Ebony and Jet photo archive sale brings relief

Associated Press

The sale of the photo archive of Ebony and Jet magazines chronicling black history is generating relief among some who worried the historic images may be lost.

But it’s also causing some to mourn since the images, including photos of Emmett Till in 1955 after he was killed and ones documenting the rise of the Rev. Martin Luther King Jr., won’t fully be in the hands of an African-American-owned entity. Ebony and Jet, for more than half a century, stood as the epitome of a black-owned business.

“You have to do what you have to do,” Roy Douglas Malonson, publisher of the Houston-based African American News & Issues newspaper, said. “But it’s sad because we lose control forever.”

The Ford Foundation, the John D. and Catherine T. McArthur Foundation, The J. Paul Getty Trust and the Andrew W. Mellon Foundation are buying the archive for $30 million as part of an auction to pay off secured creditors of Johnson Publishing Co.

Chicago-based Johnson Publishing, the owner of the archives and former publisher of the magazines, filed for Chapter 7 bankruptcy protection in April.

The foundations plan to donate the more than 4 million prints and negatives to the Smithsonian National Museum of African American History and Culture and the Getty Research Institute.

The Smithsonian is expected to be the public steward of what is considered one of the most significant collections of photographs cataloguing African-American life. Getty will be tasked with digitally preserving the trove, some of which remains a mystery.

The deal was shepherded by the presidents of the Ford and Mellon foundations. The two are among the nonprofit sector’s most prominent black leaders and are themselves a rarity in the near exclusively white world of big-money philanthropy.

Both Darren Walker and Elizabeth Alexander said the sale was important to them personally as blacks.

“What it means to be in a position to be able to be helpful in safeguarding this treasure and our shared history overwhelms me with joy,” Alexander said. “It is very significant.”

Besides black newspapers in cities across the nation, few media outlets dedicated resources to cover events and people connected to African-American lifestyle and news as Ebony and Jet magazines. Ebony began publishing regularly just after the end of World War II, while the smaller-size Jet began in 1951 when blacks in many regions still lived under racial segregation.

Adrienne Samuels Gibbs, a former Ebony magazine staffer, said Ebony and Jet dutifully captured the environment that blacks were forced to endure over the years.

The collection of 4 million images chronicles the civil-rights movement and the lives of prominent figures such as Miles Davis, Muhammad Ali, Nina Simone and Coretta Scott King at her husband’s funeral.
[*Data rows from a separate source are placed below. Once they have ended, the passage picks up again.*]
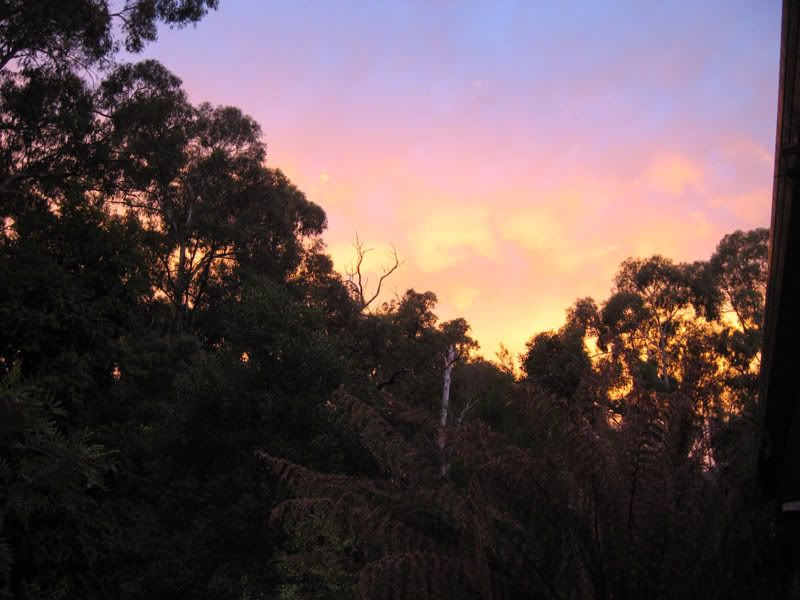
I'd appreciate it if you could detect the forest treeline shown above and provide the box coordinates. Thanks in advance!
[0,0,771,600]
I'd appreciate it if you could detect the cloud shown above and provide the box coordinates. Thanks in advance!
[408,206,496,272]
[645,155,703,196]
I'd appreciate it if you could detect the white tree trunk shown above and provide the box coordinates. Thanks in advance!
[439,345,456,477]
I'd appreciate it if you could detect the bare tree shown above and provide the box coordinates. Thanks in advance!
[345,235,403,311]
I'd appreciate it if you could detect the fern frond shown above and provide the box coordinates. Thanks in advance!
[359,552,478,600]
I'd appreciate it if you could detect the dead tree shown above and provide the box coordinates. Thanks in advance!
[345,236,403,311]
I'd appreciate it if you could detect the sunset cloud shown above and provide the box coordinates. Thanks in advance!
[141,0,780,357]
[645,155,703,196]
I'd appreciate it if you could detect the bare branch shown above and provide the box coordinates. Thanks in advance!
[345,235,403,311]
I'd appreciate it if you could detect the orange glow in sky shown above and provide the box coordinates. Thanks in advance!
[141,0,780,357]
It was Jet in 1955 that published a photo of the open coffin of Emmett Till, showing the effects of the fatal beating the 14-year-old Chicago boy suffered at the hands of white men in Mississippi for allegedly whistling at a white woman.

Gibbs said the photos also show everyday black life – from children playing in city parks to elders praying at rural churches.

“It wasn’t about all poverty and suffering. It was about joy,” Gibbs said.